Prior-Independent Auctions for Heterogeneous Bidders with Guru Guruganesh, Aranyak Mehta and Di Wang
Optimal Pricing Schemes for an Impatient Buyer with Yuan Deng, Jieming Mao and Balasubramanian Sivan
Approximately Efficient Bilateral Trade with Yuan Deng, Jieming Mao and Balasubramanian Sivan
A Simple Mechanism for a Budget-Constrained Buyer with Yu Cheng, Nick Gravin and Kamesh Munagala
Metric Distortion in Social Choice
Metric distortion in social choice is a well-studied framework that provides a way to quantitatively measure the efficiency of voting rules. We design new simple voting rules that broke long-standing efficiency barriers, giving constructive answers to frequently asked open questions.

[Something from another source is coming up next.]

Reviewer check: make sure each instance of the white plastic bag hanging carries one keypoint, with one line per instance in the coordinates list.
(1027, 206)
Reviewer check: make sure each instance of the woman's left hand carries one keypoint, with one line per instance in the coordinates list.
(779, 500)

Breaking the Metric Voting Distortion Barrier with Moses Charikar, Prasanna Ramakrishnan and Hongxun Wu
Improved Metric Distortion for Deterministic Social Choice Rules with Kamesh Munagala
Information Design
The celebrated work The Limits of Price Discrimination by Bergemann, Brooks, and Morris proposes a novel model of third-degree price discrimination, which has close conceptual connection with information design and Bayesian persuasion. Using their framework, we study the value of persuasion in more general economic scenarios, such as auctions, bilateral trade, and pricing with fairness considerations.
Fair Price Discrimination with Siddhartha Banerjee, Kamesh Munagala and Yiheng Shen
The Limits of an Information Intermediary in Auction Design with Reza Alijani, Siddhartha Banerjee and Kamesh Munagala
Interactive Communication in Bilateral Trade with Jieming Mao and Renato Paes Leme
The Core in Committee Selection and Participatory Budgeting
Committee selection and participatory budgeting are common democratic scenarios that require fair solutions. The core is often considered as a solution concept that provides the ultimate form of proportionality guarantees. In many settings, even though core solutions may not exist, we show that natural relaxations of them (via approximation and randomization) always do.
Auditing for Core Stability in Participatory Budgeting with Kamesh Munagala and Yiheng Shen
Approximate Core for Committee Selection via Multilinear Extension and Market Clearing with Kamesh Munagala, Yiheng Shen and Zhiyi Wang
Approximately Stable Committee Selection with Zhihao Jiang and Kamesh Munagala
Group Fairness in Committee Selection with Yu Cheng, Zhihao Jiang and Kamesh Munagala
Other Topics in Economics and Computation
I am broadly interested in designing economic solutions using mathematical and algorithmic ideas, especially when it comes to approximation guarantees.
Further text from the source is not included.